This is the political centre of the capital. Within a few metres of the massive columns of the Pantheon you can watch most of the country’s politicians go by, to the senate, the chamber of deputies, the government offices or just to the restaurants and bars that crowd the narrow streets. Whereas in other countries the parliament and government buildings shelter behind impenetrable security fencing, in Rome anyone can gaze at them from only a few metres away. Accommodation here is scarce and the family-run shops and street markets have been squeezed out by supermarkets, night-time drinking places, pizzerie and smart restaurants. The most elegant part of the area is around Piazza in Lucina, which is now a pedestrian precinct, just off the busy Via del Corso. There are probably more baroque churches here than in any other city in the world. Most of the area is now a pedestrian precinct, street parking is very limited and there are no garages.
THINGS TO SEE
Basilica Di S. Eustachio
If you look above the Basilica di S. Eustachio you will see the head of a deer, sculpted by Paolo Morelli in reference to the legend of St Eustace, a general under Emperor Trajan. The story goes that while he was hunting stag in Tivoli Eustace had a vision of a crucifix between a stag’s antlers, leading to his conversion to Christianity.

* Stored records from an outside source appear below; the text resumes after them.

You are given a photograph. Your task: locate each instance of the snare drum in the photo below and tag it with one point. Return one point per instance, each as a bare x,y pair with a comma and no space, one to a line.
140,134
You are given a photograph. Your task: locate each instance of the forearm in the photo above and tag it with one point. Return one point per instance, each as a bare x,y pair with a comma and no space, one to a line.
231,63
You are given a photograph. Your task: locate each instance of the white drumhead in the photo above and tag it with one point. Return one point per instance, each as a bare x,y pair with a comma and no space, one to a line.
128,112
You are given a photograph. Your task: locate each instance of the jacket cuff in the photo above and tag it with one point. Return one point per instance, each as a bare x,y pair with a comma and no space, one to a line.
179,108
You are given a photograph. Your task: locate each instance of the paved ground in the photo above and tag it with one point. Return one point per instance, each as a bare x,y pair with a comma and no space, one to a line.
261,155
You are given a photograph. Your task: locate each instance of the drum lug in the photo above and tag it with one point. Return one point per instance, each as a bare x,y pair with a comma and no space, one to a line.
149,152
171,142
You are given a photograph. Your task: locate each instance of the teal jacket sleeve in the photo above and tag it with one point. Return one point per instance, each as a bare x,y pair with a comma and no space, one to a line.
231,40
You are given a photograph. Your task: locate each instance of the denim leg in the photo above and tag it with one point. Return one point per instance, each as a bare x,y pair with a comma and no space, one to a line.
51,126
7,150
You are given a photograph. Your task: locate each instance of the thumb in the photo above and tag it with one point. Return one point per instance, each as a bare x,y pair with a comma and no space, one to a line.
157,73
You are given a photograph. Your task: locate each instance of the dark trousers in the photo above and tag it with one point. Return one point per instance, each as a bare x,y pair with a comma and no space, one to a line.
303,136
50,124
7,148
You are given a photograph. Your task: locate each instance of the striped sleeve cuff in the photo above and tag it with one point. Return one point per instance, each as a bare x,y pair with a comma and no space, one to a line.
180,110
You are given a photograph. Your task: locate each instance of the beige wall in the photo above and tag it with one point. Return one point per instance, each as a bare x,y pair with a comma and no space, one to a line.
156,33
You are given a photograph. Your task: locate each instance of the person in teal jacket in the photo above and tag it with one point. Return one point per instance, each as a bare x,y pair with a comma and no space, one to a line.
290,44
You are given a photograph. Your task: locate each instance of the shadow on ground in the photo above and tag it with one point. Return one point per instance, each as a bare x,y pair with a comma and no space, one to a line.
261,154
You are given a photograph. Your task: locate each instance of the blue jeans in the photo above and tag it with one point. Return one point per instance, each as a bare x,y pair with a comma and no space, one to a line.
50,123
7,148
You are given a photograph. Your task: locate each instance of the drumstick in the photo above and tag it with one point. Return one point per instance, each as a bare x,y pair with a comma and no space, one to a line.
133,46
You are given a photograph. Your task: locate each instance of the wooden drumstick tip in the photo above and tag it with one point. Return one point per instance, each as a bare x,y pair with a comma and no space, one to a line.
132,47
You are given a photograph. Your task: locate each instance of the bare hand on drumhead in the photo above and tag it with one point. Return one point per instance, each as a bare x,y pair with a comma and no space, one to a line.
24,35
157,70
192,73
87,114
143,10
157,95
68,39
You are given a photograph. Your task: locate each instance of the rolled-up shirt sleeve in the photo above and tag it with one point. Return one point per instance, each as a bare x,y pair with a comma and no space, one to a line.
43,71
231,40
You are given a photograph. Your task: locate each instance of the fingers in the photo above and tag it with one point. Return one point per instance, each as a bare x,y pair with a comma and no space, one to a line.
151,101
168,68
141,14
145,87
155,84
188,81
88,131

The churches of S. Agostino (in Piazza S. Agostino), and S. Luigi dei Francesi (in Piazza di S. Luigi de’ Francesi) hold works by the 17th-century artist Michelangelo Merisi, better known as Caravaggio. The Madonna del Loreto was painted in 1609 and can be viewed in S. Agostino, while the St Matthew’s series of three masterpieces is in S. Luigi dei Francesi.

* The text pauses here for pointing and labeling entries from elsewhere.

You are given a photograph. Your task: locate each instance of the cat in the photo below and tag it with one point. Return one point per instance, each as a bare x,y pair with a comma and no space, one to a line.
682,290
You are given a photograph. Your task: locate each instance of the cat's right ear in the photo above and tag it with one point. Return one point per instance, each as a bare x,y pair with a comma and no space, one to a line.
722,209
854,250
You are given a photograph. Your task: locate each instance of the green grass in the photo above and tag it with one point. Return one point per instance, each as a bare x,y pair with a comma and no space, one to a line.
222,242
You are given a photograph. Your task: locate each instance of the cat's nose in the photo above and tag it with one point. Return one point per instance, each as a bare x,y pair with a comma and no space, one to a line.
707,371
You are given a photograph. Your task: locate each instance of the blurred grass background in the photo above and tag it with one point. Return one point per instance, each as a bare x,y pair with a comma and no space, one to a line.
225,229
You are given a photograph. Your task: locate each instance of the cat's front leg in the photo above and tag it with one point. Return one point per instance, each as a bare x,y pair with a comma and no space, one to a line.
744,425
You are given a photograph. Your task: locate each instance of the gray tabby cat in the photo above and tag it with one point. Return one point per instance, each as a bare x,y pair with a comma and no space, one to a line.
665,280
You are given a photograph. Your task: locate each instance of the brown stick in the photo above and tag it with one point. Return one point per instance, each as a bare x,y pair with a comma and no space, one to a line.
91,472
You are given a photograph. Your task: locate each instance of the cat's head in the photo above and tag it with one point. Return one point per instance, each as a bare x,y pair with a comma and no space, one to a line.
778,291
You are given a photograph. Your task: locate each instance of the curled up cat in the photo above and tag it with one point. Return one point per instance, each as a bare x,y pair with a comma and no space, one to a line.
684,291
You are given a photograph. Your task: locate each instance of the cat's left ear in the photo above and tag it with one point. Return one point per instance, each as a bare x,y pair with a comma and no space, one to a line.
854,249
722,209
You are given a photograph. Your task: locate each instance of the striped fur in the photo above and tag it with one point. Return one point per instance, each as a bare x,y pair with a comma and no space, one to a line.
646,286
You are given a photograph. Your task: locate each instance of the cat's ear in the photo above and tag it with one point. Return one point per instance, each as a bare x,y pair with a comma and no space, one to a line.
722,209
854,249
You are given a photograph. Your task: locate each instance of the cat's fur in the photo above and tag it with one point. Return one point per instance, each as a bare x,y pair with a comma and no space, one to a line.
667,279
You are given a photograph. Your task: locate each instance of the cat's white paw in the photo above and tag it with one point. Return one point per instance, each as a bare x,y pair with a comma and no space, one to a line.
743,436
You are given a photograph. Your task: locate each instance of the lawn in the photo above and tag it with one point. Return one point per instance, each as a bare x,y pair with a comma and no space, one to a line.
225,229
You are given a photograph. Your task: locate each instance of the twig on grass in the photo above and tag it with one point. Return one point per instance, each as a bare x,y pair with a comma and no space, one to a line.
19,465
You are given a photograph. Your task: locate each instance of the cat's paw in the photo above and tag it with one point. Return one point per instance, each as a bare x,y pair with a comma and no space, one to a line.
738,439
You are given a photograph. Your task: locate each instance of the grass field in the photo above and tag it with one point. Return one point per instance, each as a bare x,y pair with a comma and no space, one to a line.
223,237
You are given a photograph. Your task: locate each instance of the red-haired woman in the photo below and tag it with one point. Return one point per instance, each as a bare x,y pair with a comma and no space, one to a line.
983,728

Chiesa Di S. Ignazio Di Loyola
The church of St Ignatius of Loyola is best known for its trompe-l’œil fresco painted in the dome. Funds for the building ran out before the dome over the altar was completed so the painter Andrea Pozzo created the illusion of a tall, ribbed and coffered dome on the flat ceiling.

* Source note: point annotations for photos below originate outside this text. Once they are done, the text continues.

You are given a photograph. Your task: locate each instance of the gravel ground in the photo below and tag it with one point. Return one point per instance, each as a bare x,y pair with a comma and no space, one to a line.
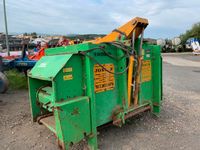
177,127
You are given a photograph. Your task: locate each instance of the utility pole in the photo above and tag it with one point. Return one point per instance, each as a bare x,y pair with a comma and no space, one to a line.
6,28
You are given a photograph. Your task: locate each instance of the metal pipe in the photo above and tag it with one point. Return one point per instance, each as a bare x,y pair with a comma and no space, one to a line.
6,28
137,83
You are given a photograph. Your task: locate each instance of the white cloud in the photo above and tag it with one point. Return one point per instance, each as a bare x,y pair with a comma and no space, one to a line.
167,18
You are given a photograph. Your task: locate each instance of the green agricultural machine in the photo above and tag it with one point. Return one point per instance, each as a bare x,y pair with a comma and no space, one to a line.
77,88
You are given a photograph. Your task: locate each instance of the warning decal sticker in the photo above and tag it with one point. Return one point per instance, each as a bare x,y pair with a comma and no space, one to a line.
146,71
103,80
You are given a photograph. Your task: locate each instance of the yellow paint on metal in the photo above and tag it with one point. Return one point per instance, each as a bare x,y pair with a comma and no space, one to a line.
146,71
103,80
137,24
67,70
68,77
130,78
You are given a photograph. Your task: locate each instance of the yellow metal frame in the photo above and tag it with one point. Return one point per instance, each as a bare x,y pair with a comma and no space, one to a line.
137,24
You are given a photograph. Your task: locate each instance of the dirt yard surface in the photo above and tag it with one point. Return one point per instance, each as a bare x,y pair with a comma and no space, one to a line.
177,128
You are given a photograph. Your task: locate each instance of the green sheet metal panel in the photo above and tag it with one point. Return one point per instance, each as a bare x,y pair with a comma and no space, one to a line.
48,67
109,100
73,120
69,81
146,88
70,49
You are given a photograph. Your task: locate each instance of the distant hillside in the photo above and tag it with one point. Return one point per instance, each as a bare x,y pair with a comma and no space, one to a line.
84,36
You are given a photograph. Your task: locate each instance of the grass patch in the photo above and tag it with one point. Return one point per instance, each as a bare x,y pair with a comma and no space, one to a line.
17,80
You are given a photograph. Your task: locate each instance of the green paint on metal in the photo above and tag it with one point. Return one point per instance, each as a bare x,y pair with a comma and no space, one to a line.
69,86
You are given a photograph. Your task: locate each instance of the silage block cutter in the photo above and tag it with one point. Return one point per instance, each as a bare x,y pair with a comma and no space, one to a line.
107,80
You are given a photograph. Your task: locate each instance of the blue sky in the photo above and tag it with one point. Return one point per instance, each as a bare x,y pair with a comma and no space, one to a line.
167,18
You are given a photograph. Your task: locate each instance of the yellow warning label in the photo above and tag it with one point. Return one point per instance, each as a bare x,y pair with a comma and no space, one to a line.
103,80
146,70
67,70
68,77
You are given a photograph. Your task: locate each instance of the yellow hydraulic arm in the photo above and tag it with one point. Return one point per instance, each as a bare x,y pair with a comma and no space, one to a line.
131,30
137,25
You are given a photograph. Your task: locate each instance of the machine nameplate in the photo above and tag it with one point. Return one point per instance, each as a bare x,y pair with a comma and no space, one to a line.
146,70
67,69
103,80
68,77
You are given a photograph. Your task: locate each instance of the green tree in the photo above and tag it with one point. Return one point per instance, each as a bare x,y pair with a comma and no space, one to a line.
34,34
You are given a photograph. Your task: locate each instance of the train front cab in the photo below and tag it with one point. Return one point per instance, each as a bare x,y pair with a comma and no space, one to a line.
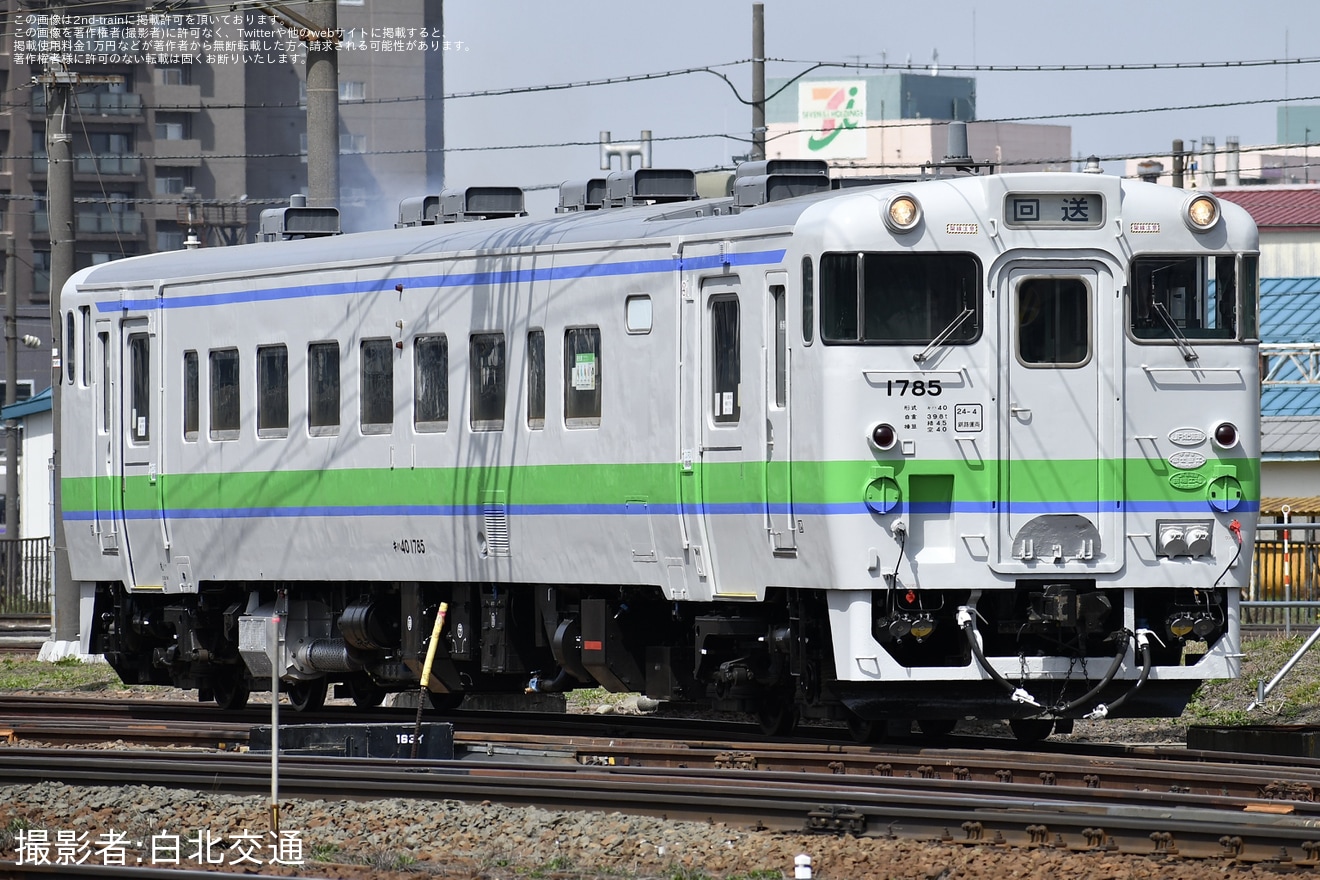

The Pantheon was founded in 27 BC by Marcus Agrippa and dedicated to all the gods of ancient Rome but it burnt down in 80 AD. It was then rebuilt by the emperor Hadrian between 120 and 124 AD. The building was converted to a Christian church by Pope Boniface IV in 609 and called the church of St Mary and Martyrs. The Pantheon has the world’s largest non-reinforced concrete dome, whose height from floor to the oculus, and diameter of the interior circle, is 43.3m. The Pantheon is also the burial place of 16th-century artist Raphael and two Italian kings, Vittorio Emanuele II and Umberto I, as well as Umberto’s Queen, Margherita.